El fútbol profesional se ha vuelto loco, tanto, que un clube es capaz de pretender comprar por doscientos veinte millones de euros los derechos federativos de un jugador que el equipo propietario de esos derechos no quiere vender; ese mismo jugador tiene ahora grandes diferencias con el fisco español que le reclama cantidades enormes de millones de euros, a la vez que un compañero de equipo ha estado en el banquillo justiciero del que salió condenado a pagar otro saco de billetes de curso legal lo que ha resuelto como si tal cosa. Otro, de otro equipo, está siendo investigado por los mismos o parecidos fraudes, mientras le redactan comunicados vergonzantes en los que afirma ser inocente de las tropelías de que se le acusa.

Asimismo el presidente de la Real Federación Española de Fútbol acaba de pagar trescientos mil euros de fianza para salir de la cárcel, más otros ciento cincuenta mil apoquinados para la fianza y consiguiente libertad de su hijo, asimismo investigado.

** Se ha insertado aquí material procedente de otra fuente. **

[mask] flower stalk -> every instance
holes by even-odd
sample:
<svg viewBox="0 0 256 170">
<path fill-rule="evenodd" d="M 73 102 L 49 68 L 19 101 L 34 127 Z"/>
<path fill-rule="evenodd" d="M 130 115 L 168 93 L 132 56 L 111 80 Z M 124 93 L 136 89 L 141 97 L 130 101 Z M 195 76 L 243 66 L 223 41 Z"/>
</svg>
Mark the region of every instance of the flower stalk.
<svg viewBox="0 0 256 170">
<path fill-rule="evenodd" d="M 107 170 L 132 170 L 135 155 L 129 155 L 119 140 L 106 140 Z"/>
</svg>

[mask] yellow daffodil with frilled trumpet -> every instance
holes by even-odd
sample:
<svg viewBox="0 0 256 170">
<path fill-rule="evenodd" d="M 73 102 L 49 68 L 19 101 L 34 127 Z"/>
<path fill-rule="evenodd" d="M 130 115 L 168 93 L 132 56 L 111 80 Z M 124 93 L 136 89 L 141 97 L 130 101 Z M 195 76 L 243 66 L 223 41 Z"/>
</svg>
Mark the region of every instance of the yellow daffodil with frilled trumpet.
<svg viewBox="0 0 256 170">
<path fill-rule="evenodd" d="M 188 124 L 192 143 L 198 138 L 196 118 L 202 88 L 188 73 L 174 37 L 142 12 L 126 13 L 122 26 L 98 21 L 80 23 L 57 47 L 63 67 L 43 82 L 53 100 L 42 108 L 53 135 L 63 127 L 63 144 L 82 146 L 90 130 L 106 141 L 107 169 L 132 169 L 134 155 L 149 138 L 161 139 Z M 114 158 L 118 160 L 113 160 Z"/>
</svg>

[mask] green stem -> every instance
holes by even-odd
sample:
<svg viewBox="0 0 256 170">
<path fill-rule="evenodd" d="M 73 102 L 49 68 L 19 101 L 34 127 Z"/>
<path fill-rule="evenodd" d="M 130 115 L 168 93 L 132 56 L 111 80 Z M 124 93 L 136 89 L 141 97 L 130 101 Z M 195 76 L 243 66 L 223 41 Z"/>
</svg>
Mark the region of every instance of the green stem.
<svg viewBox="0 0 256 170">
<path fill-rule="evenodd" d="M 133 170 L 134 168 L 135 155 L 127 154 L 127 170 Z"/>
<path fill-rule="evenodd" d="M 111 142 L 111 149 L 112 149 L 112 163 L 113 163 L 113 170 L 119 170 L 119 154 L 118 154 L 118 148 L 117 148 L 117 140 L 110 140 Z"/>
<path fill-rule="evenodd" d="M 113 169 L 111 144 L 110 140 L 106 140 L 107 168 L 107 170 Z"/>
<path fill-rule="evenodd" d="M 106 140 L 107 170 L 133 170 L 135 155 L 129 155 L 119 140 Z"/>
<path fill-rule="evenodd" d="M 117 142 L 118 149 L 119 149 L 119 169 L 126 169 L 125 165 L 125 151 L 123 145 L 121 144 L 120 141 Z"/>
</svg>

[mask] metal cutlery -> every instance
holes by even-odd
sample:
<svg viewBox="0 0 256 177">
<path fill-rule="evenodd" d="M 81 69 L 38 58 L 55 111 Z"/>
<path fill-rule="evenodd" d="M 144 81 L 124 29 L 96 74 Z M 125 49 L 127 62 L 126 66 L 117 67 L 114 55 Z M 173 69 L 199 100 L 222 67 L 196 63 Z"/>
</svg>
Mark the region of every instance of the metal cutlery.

Casi medio millón de euros que la familia ha encontrado en un brevísimo tiempo, circunstancia particular si tenemos en cuenta que no se trata de uno o varios avales bancarios sino de dinero cantante y sonante.

En niveles más humildes de fútbol, profesional o semiprofesional, se amañan partidos, supuestamente, claro, de modo que se prostituyen resultados que convengan a según qué apuestas. Nos estamos cargando un deporte transformado en espectáculo primero y en negocio después, que solo beneficia al capital de financiero que solo buscan operaciones supuestamente ilegales, producto del otra vez supuesto blanqueo de capitales. Jamás se había llegado a situación tan preocupante, cuya solución última apesta a mafias criminales.

El ahora suspendido cautelarmente en su cargo de presidente de la RFEF y dimisionario de la vicepresidencia de la FIFA y de la UEFA está en el candelero. La condena del telediario es un hecho, la presunción de inocencia sigue vigente, pero el fútbol profesional necesita de una limpieza a fondo para que los aficionados volvamos a creer que lo que dicten los marcadores responde ciertamente al juego limpio que es lo que habíamos venido creyendo hasta ahora. Porque estamos hablando de un suceso que arrastra a millones de espectadores presentes en los estadios y a través de las transmisiones televisivas de todo el mundo semana tras semana. Alguien, con mando en plaza, debería justificar la confianza recibida de la soberanía popular y poner orden para recuperar un estado de cosas presentable. Eso, o vaciar los estadios de espectadores, tenidos ahora mismo como benditos gilipollas, necesarios al menos para poner la música a tanto despropósito.